Fruit (contain phytonutrients – natural chemicals that help protect plants from germs, fungi, bugs…and can also support your body’s functions and help it ward off disease) – where to begin here? Banana, apple, berries, mango, etc. are just a start!

While you can leave out the fruit if you want to reduce your sugar intake, I like to
select a fruit in the color of the chakra I want to nourish for the day:

  • Red fruits such as strawberries, raspberries and apples nourish the root
    chakra, which keeps you feeling grounded, safe and secure.
  • Orange fruits such as mango and oranges rnliven the sacral chakra enhancing
    flow, creativity, play and pleasure.
  • Yellow fruits such as bananas and pineapples nourish the solar plexus which
    actives your fire, your self-confidence and power.
  • Green fruits such as kiwi or honeydew help to support the heart chakra.
  • Blue fruits such as blueberries support both your throat chakra and third eye
    chakra, which help you to speak your truth and enhance your intuition
  • Purple fruits such as grapes support your third eye chakra and crown chakra,
    enhancing your intuition and connection to Spirit.

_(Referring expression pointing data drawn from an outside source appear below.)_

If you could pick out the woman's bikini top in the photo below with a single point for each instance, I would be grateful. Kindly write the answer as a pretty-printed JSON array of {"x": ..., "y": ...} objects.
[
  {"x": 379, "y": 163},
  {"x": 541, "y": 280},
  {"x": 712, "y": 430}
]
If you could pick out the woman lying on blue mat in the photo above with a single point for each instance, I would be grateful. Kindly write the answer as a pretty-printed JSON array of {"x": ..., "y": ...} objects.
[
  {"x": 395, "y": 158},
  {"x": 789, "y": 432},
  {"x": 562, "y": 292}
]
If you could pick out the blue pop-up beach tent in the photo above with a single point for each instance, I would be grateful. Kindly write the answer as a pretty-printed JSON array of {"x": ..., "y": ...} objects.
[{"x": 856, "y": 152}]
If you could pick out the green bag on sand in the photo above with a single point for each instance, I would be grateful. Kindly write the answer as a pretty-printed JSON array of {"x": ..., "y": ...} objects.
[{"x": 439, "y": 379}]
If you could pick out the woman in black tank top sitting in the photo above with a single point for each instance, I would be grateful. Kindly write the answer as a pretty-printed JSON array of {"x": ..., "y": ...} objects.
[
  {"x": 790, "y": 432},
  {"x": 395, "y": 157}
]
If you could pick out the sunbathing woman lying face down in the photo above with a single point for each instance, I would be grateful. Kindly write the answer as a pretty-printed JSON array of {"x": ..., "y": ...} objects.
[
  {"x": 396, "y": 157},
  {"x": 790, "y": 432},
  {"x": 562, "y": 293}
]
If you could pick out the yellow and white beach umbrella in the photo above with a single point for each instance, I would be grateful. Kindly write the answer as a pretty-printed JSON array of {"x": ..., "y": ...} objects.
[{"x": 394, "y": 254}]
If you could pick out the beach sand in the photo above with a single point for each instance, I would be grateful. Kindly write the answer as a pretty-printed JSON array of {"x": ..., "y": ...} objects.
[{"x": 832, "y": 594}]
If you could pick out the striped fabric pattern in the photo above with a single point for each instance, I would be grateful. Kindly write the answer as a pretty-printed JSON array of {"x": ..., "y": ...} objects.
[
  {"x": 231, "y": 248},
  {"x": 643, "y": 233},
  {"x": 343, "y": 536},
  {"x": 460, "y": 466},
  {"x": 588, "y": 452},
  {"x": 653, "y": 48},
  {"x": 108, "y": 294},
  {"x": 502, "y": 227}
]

Fat/protein (provide a concentrated source of energy in your diet, as well as being the building blocks for cell membranes and a number of hormones. They’re also carriers for fat-soluble vitamins, and help to assist in their absorption…just to name a few of their benefits!)– hemp seeds, hemp protein, Sunwarrior protein, fresh coconut meat or coconut oil, nuts and nut butters, avocado, coconut oil, flax, or chia
seeds.

Fiber (helps to control cholesterol and blood sugar levels, as well as supporting bowel health and function and helping you achieve a healthy weight) – The greens, fruits, flax, hemp and chia seeds are all rich in fiber.

So what are you waiting for? Have a party in your blender….and energy without a crash!